In the end I was able to feed the data to weather underground to use as the frontend.

While I kept it nearby during development, here it is at its final destination:

Background

I got a weather station that transmits its measurements over RF to an included display. I figured I’d be able to either directly parse the transmissions, or tap into the data received at the display.

This hack was mostly done to try my hand at RF reverse engineering, rather then to solve a real problem. In fact the manufacturer actually sells a version of this device with the capability I added built in:

The device I bought: https://www.amazon.com/sainlogic-Wireless-Forecast-Temperature-Pressure/dp/B08G1FZZ5M

The wifi enabled varient: https://www.amazon.com/Sainlogic-Professional-Internet-Wireless-Wunderground/dp/B08LL4PXWM

I guess it can be argued I “saved” $40, but as you’ll see, it would be a hard sell based on the cost of labor.
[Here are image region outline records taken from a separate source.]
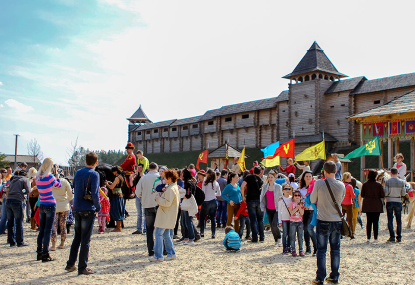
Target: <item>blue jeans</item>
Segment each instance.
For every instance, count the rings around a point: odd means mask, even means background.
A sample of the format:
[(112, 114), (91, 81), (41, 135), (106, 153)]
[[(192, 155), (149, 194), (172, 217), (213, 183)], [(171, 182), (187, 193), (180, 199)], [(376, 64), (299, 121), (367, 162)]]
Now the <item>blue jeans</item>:
[(2, 218), (0, 219), (0, 235), (3, 235), (6, 232), (6, 227), (7, 225), (7, 211), (6, 207), (6, 202), (7, 199), (3, 199), (3, 205), (2, 205)]
[(264, 212), (261, 211), (260, 200), (247, 201), (248, 214), (251, 221), (251, 230), (252, 231), (252, 242), (258, 242), (258, 232), (260, 240), (265, 239), (264, 235)]
[(194, 240), (195, 239), (195, 232), (193, 230), (192, 219), (193, 217), (192, 216), (189, 216), (189, 211), (181, 210), (181, 223), (185, 232), (184, 237), (185, 239), (189, 239), (190, 241)]
[(386, 211), (387, 214), (387, 229), (389, 230), (389, 235), (395, 239), (394, 231), (394, 212), (396, 219), (396, 238), (400, 239), (402, 236), (402, 204), (400, 202), (386, 202)]
[(56, 205), (41, 205), (39, 207), (39, 225), (37, 236), (37, 249), (36, 252), (46, 255), (49, 253), (49, 243), (52, 236), (52, 229), (56, 214)]
[(218, 201), (218, 210), (216, 211), (216, 221), (218, 224), (226, 224), (227, 207), (228, 203), (226, 201)]
[(313, 242), (313, 247), (315, 248), (317, 246), (317, 241), (316, 239), (316, 232), (314, 231), (314, 226), (311, 224), (313, 220), (313, 215), (314, 211), (305, 210), (303, 215), (303, 222), (304, 223), (304, 240), (305, 241), (305, 246), (310, 247), (310, 239)]
[(204, 234), (204, 220), (208, 215), (209, 215), (209, 219), (211, 220), (212, 234), (212, 235), (216, 234), (215, 215), (216, 215), (216, 210), (217, 209), (218, 202), (215, 199), (210, 201), (205, 201), (202, 204), (202, 207), (200, 208), (200, 214), (199, 215), (201, 235)]
[[(7, 199), (6, 203), (7, 213), (7, 240), (11, 244), (23, 243), (23, 203), (15, 199)], [(16, 224), (16, 234), (13, 226)]]
[(144, 209), (145, 225), (147, 227), (146, 232), (147, 250), (148, 251), (148, 256), (150, 256), (154, 255), (154, 222), (155, 221), (157, 214), (155, 208)]
[[(137, 209), (137, 231), (140, 232), (143, 230), (143, 232), (146, 231), (145, 226), (145, 216), (144, 215), (144, 208), (141, 204), (141, 198), (136, 197), (136, 208)], [(144, 219), (144, 222), (143, 219)]]
[(89, 245), (91, 243), (91, 236), (94, 229), (94, 222), (95, 220), (95, 214), (94, 211), (74, 211), (75, 218), (75, 235), (71, 245), (69, 259), (66, 262), (68, 266), (75, 265), (78, 250), (80, 246), (79, 262), (78, 272), (82, 272), (88, 266), (88, 257), (89, 254)]
[(295, 250), (295, 235), (298, 239), (298, 251), (303, 251), (303, 234), (304, 224), (303, 222), (290, 222), (290, 240), (291, 249)]
[(317, 239), (317, 279), (324, 281), (326, 272), (326, 252), (327, 244), (330, 243), (330, 258), (331, 273), (330, 277), (339, 279), (340, 273), (340, 236), (342, 234), (342, 222), (328, 222), (317, 220), (316, 237)]
[[(192, 228), (193, 230), (193, 228)], [(174, 251), (174, 245), (173, 244), (173, 229), (161, 229), (154, 227), (154, 238), (155, 243), (154, 245), (154, 257), (157, 259), (163, 260), (164, 257), (163, 253), (164, 250), (164, 246), (167, 251), (167, 256), (176, 256), (176, 251)], [(163, 244), (163, 241), (164, 244)]]
[(282, 249), (285, 249), (291, 245), (290, 240), (290, 221), (281, 221), (282, 223)]
[(251, 221), (249, 220), (249, 217), (248, 216), (244, 216), (243, 215), (239, 215), (239, 237), (242, 238), (242, 236), (244, 235), (244, 229), (245, 226), (246, 225), (246, 235), (245, 237), (247, 238), (251, 236)]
This article is going to assume a basic understanding of digital signal processing. I honestly have forgotten a lot of the more first principle mathematics, so this is coming from an odd perspective of relying on a lot of half remembered intuition.
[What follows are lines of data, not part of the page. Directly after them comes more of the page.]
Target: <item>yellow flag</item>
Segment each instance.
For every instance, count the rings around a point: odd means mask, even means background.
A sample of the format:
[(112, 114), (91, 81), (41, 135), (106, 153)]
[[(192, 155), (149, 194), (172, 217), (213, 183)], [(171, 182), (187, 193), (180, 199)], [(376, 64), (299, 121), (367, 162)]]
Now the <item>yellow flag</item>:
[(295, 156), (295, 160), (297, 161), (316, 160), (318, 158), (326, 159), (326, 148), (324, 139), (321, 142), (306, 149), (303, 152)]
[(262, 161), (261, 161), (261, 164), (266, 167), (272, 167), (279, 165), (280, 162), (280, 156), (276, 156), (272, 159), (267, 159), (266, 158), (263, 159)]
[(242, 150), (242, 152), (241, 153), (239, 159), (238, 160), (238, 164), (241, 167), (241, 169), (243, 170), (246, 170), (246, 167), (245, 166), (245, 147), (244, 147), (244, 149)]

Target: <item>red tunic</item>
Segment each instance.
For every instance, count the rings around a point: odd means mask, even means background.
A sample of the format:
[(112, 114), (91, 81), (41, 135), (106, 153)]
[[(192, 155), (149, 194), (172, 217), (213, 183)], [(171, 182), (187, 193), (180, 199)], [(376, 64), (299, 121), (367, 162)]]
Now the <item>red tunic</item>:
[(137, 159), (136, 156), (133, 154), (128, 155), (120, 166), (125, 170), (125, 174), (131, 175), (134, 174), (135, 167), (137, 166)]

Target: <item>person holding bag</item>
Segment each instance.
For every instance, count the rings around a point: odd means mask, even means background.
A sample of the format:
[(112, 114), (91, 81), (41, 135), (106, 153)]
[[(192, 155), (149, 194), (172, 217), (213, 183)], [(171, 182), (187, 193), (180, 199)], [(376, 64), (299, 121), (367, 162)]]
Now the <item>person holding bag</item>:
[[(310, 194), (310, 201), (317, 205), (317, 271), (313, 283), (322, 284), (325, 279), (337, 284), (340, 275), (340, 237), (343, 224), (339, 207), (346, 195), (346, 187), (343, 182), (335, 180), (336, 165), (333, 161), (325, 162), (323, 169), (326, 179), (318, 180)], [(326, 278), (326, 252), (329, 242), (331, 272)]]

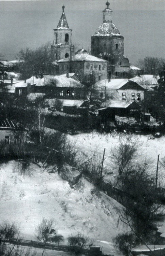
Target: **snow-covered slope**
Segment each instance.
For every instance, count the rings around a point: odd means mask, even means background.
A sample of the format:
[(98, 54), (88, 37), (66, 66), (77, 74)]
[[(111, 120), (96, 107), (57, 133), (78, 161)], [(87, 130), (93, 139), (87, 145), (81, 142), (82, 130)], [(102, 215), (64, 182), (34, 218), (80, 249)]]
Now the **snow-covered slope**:
[(42, 218), (53, 218), (66, 243), (68, 236), (79, 231), (103, 245), (105, 252), (113, 253), (112, 238), (123, 231), (120, 204), (95, 192), (85, 179), (71, 188), (57, 173), (31, 165), (23, 175), (21, 167), (14, 161), (0, 166), (1, 222), (15, 222), (22, 238), (35, 240), (35, 228)]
The other motivation for this project is that I’ve been thinking about setting up a sensor suite for fun to monitor more exotic things like air quality, and gamma radiation. While a lot of things can be measured by throwing a bunch of solid state sensors onto a integration board, basic wind, rain, and temperature actually need some mechanical integration. This was sort of a compromise project to be able to play around with RF, and also install something on my roof.

As a warm up, I tested out the cheap SDR I got by tracking some planes Setting Up GNURadio and Tracking Planes. I’ll be referencing some of the technologies I talk about there, so you can check it out for additional context.

Reverse Engineering the RF

Demodulating the Bits

Fortunately, the product listings clearly indicate that the transmit frequency is 433.92MHz. Less fortunately, there isn’t a standard protocol used for this kind of application. Everything from garage doors to RFID readers operate here.

The first task was to look at what was going on in this frequency. Fortunately, it looks like nothing else in my house was transmitting here and I could see clearly see pulses on gqrx that would correspond with updates on the display. These output at about 30 second intervals.

agent link

The next task was to capture some of these to a file for analysis. This could be done by using the I/Q recorder tool in gqrx. Since it was easy to know when a sample was coming, I was able to capture short recordings that I knew contained the transmission.

From here I created Jupyter notebooks to let me experiment with the data in Python. You can see the notebooks along with all the other code I’ll be mentioning in https://github.com/axlan/sainlogic-sdr.

The first thing to do was just plot out the time series of the data. Thought the signals are IQ sampled, it turned out that looking at the total magnitude was sufficient to see the sample:

agent link

and zoomed in a bit:

agent link

The main thing I noticed here was that the signal is super loud and the bits appear to be encoded as amplitude (as apposed to in phase). The other thing was that that there were only two widths of the pulses. The shortest pulses were about 46.3uS and there would sometime be pulses that were twice as long. Coincidentally, this appeared to be the same modulation scheme that I saw in my warm up project Setting Up GNURadio and Tracking Planes. The data is being transmitted with pulse position modulation (PPM) https://en.wikipedia.org/wiki/Pulse-position_modulation. This is a simple case where a 0 is transmitted as “low, high” and a a 1 is transmitted as “high, low”. This means that 11 is “low, high, low, high” and 10 is “low, high, high, low”.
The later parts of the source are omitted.